Concerned about the rising number of complaints over unfair sales practices in India’s insurance sector, the regulator is planning a major clean-up of how life, health and motor vehicle policies are sold by bringing out a discussion paper on proposed distribution reforms.
The next phase of insurance reforms will focus less on headline liberalization and more on fixing structural inefficiencies in pricing, distribution and customer outcomes, Insurance Regulatory and Development Authority of India chairman Ajay Seth said in an interview. IRDAI is also working with the Reserve Bank of India to tighten oversight of banks selling insurance products while pushing for a lower-cost and more transparent model, he said.
“We are coordinating with the RBI to curb mis-selling through the bancassurance channel. In addition, we are also working towards a wide-ranging distribution reform. We plan to bring out a discussion paper in about six weeks,” Seth said on Tuesday.
The primary concerns of the insurance regulator pertain to mis-selling of insurance, elevated cost structures and limited inclusion. Seth said cost structures should be aligned with the discretionary or essential nature of insurance products, their complexity, distribution channels and the effort involved in selling them.
The reforms planned will be significant for India’s insurance sector, which collected ₹11.93 trillion in premium income and managed assets of about ₹74.4 trillion in FY25, according to IRDAI’s annual report 2024-25.
Life insurers collected ₹8.86 trillion, or 74%, of premium income (registering a growth of 6.73%) and accounted for 91% of total assets under management. Within the non-life segment,contributed 41% of gross domestic premium, surpassing motor insurance to become the largest line of business.
The number of complaints classified as unfair business practices, including mis-selling, rose to 26,667 in FY25 from 23,335 in FY24 and accounted for more than 10% of all insurance grievances received through IRDAI’s Bima Bharosa platform, the government told the Rajya Sabha in response to a question on 17 March.
Mis-selling insurance
Mis-selling involves the sale of insurance products to consumers without proper disclosure of terms, conditions or suitability. Finance minister Nirmala Sitharaman warned banks on 23 February against mis-selling insurance and other financial products and advised them to instead focus on their core business.
Seth said IRDAI’s approach is premised on much higher levels of transparency, minimization of non-compliance with rules and regulations, subject to maximum facilitation of economic activity, and improved corporate governance.
Responding to concerns over the turbulence faced by the insurance sector in recent years, Seth said there had indeed been “multiple shocks in the past few years in the form of tax, change in policies related to expense ratios, surrender charges besides the pandemic” but emphasized that “all recent changes have been in favour of the sector and not shocks for them.”
Seth noted that on retail life and health insurance policies from September 2025 “has helped hugely in enhancing affordability of insurance and increasing the coverage and segmental growth” while changes in expense ratios “were aimed at providing flexibility to insurers in managing their operations and becoming efficient.”
While the GST Council decided to fully exempt all individual (retail) life and health insurance policies from the goods and services tax, group insurance policies (including employer-sponsored and group credit life/term plans) continue to attract 18% GST.
Seth pointed to observations in reports by the RBI and the government’s Economic Survey that the must transition from “high-cost and low-inclusion” to “affordable-cost, broad inclusion and high quality.”
“The most visible implication of the high-cost regime is the widening divergence between insurance coverage depth and breadth,” the Economic Survey for 2025-26 noted.
Insurance penetration
While insurance density has risen steadily in FY25, reflecting higher spending by households already integrated into the financial system, insurance penetration has stagnated and declined to 3.7%, it said.
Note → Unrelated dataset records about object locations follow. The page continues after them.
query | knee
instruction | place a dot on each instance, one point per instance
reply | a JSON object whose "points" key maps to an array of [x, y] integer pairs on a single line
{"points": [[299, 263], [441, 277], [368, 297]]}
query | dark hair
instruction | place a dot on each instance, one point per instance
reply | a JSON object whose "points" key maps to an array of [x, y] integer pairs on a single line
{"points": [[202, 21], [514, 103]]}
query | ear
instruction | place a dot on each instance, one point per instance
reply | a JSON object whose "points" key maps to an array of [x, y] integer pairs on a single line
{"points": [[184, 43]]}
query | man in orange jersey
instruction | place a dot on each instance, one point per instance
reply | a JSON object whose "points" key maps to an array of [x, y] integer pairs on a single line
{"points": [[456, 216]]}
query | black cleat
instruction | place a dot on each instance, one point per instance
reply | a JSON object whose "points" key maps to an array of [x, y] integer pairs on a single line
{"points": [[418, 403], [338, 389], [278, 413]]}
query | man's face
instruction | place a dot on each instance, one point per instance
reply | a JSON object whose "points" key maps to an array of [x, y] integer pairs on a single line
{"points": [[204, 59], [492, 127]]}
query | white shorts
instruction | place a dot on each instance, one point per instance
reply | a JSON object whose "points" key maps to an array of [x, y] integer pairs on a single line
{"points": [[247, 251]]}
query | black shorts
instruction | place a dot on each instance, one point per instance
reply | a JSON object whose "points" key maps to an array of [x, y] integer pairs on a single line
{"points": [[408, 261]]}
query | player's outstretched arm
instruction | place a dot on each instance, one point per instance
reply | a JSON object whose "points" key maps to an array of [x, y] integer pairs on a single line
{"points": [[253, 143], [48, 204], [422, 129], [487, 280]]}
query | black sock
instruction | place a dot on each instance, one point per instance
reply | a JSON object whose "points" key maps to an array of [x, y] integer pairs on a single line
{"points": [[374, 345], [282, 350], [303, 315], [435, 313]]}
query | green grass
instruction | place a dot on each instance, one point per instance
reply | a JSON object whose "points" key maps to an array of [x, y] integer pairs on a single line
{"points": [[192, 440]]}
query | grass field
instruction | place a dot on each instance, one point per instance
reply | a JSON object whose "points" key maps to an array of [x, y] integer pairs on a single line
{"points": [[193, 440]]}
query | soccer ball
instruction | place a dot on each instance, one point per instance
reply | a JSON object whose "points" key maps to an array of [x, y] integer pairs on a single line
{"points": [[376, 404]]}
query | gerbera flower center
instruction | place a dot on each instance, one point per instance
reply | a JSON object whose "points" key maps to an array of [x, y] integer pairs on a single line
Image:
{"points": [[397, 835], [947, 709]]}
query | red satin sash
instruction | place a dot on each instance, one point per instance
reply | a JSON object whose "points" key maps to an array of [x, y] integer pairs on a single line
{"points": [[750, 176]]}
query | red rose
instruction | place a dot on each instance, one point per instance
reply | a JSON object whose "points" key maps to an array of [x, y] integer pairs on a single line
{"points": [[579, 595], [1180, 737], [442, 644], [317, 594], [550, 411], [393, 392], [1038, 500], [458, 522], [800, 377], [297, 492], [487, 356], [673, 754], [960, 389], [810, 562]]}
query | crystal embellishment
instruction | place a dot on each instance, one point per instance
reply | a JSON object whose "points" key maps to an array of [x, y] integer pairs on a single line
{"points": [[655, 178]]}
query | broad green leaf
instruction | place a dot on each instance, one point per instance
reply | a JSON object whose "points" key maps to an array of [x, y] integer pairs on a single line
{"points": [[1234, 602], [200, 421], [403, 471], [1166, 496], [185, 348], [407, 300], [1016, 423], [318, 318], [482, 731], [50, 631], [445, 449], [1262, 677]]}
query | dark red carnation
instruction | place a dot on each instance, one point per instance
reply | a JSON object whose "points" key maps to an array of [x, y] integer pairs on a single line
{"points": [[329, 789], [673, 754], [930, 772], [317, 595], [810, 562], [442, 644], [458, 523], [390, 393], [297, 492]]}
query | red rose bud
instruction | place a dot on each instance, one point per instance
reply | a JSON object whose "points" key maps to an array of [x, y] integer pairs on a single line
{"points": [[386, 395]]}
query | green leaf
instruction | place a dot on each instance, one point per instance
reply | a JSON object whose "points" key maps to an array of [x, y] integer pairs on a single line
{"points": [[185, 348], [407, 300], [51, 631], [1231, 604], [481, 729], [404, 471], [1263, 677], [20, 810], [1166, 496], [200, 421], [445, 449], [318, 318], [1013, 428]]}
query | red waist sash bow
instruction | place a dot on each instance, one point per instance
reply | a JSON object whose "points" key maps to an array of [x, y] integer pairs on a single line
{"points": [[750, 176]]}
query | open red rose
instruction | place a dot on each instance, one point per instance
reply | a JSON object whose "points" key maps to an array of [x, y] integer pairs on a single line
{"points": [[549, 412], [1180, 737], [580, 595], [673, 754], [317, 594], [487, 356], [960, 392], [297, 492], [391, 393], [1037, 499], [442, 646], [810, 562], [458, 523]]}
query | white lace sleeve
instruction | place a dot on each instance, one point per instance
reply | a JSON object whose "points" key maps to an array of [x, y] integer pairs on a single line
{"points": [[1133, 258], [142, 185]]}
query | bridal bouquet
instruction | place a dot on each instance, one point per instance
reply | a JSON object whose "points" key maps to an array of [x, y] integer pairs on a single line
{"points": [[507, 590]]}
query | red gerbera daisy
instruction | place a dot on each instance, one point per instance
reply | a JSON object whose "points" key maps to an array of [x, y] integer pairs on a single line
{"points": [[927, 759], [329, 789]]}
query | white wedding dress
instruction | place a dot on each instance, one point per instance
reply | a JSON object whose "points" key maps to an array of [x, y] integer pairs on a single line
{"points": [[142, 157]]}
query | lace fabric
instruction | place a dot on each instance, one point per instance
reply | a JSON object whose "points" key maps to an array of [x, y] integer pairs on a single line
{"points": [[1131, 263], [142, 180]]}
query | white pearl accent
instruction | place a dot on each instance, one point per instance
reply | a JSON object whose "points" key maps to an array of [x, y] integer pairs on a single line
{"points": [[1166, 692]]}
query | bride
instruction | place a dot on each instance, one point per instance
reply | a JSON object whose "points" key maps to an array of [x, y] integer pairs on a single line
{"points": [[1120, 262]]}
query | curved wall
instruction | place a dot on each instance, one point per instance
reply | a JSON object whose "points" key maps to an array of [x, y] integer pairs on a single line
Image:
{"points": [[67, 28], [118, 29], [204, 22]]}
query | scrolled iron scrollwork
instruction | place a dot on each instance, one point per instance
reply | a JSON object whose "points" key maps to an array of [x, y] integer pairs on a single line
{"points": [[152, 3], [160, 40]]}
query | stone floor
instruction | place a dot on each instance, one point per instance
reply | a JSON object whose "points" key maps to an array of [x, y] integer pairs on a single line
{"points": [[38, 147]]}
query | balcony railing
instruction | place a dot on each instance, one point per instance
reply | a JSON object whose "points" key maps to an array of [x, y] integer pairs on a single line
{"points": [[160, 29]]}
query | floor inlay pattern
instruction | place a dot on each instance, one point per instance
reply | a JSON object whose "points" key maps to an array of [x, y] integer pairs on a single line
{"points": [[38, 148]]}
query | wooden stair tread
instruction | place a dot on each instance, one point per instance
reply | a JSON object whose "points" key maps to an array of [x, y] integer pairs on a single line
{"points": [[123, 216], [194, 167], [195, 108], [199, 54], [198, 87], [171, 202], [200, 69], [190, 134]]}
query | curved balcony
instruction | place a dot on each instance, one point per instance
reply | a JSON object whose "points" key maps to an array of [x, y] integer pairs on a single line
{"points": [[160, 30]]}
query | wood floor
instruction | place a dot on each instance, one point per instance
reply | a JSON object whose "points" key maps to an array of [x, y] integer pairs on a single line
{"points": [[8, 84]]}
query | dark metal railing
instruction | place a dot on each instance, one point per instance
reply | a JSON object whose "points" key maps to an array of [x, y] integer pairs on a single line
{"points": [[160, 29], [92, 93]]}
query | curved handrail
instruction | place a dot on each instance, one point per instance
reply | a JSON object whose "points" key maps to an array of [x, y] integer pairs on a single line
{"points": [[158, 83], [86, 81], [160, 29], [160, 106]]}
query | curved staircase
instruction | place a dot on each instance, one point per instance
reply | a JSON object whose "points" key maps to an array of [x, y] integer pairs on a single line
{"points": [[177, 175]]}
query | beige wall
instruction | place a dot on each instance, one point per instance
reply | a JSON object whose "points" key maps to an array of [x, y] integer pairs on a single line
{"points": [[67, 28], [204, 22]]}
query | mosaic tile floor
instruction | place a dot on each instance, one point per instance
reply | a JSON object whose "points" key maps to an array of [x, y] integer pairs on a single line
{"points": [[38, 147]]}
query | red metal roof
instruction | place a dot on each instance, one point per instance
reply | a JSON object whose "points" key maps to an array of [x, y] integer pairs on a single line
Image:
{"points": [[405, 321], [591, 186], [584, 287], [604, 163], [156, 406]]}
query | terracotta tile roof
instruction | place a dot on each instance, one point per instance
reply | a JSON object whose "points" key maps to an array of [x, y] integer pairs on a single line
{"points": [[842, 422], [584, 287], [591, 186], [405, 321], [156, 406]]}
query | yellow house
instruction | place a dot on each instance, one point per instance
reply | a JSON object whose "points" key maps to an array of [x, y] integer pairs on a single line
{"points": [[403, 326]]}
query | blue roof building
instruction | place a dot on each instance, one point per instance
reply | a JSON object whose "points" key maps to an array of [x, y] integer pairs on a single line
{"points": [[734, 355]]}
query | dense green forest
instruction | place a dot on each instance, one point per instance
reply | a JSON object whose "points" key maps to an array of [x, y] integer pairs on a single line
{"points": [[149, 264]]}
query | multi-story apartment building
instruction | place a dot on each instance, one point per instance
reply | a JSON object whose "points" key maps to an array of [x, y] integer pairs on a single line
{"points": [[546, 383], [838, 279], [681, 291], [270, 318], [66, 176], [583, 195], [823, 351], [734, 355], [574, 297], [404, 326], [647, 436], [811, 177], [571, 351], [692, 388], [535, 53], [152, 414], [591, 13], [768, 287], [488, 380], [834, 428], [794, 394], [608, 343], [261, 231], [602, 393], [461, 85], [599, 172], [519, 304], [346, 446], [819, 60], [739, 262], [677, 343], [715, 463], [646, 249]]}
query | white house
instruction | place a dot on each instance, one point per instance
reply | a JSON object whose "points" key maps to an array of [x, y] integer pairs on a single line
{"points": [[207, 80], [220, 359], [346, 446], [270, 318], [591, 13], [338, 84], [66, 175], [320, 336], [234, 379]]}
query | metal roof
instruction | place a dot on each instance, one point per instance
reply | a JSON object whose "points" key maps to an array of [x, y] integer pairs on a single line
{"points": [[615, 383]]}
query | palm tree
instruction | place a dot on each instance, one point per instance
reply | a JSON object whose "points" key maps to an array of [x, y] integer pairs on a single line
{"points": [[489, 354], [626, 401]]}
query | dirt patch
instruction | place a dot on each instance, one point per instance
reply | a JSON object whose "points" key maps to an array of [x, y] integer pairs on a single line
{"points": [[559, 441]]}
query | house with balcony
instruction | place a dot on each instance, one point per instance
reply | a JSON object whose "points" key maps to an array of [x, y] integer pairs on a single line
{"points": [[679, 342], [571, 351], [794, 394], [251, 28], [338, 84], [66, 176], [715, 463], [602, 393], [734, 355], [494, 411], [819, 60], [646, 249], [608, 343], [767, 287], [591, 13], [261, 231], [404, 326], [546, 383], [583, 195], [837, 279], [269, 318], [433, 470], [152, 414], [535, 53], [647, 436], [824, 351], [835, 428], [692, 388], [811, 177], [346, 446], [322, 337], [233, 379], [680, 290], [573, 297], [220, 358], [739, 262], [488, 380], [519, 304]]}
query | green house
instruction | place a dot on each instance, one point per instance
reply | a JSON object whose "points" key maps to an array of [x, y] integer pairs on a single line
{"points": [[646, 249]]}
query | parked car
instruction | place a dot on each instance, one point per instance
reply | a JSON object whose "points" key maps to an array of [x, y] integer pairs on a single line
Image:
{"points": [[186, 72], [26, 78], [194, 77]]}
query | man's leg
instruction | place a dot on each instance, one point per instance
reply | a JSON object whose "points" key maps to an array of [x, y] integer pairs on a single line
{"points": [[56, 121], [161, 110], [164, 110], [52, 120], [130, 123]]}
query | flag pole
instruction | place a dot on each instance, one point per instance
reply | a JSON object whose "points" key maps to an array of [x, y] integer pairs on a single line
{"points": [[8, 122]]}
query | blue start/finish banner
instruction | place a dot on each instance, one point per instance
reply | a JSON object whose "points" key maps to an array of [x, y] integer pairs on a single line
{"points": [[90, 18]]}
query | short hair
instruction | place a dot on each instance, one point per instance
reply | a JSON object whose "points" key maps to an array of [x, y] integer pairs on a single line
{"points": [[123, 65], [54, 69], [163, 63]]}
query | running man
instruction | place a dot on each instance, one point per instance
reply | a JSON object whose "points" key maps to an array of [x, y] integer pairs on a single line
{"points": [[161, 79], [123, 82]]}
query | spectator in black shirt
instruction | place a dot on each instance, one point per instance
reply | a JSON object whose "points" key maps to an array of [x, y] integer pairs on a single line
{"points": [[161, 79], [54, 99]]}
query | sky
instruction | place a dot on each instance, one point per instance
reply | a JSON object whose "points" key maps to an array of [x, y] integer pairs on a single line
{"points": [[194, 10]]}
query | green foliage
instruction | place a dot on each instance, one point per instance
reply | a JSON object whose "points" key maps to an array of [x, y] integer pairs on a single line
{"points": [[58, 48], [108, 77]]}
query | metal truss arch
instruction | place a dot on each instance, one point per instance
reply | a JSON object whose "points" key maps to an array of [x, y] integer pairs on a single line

The sector has been successful in ‘deepening’ revenue from existing customers, but high distribution costs are preventing a ‘widening’ of the risk pool.
The insurance sector “remains constrained by a ‘low-penetration, high-cost’ equilibrium driven by a high-cost distribution model that has inflated the cost of protection, structurally limiting the sector’s reach despite its robust solvency and balance sheet strength. The path forward necessitates decisive shifts. Insurers must prioritize the digitization of distribution to rationalize acquisition costs and restore ‘value for money’ to the policyholder,” the Economic Survey said.
Seth acknowledged that the surrender value stipulation has not had the desired effect. Surrender value is the amount that an insurance company pays to a policyholder who decides to terminate a plan before maturity.
“The surrender value stipulation was meant for nudging insurers to work for preserving value for policyholders even in the first year. The outcome of the expense-related change has not been on expected lines. With a few exceptions, the sector has moved to a high-cost structure and that needs to be addressed,” said Seth.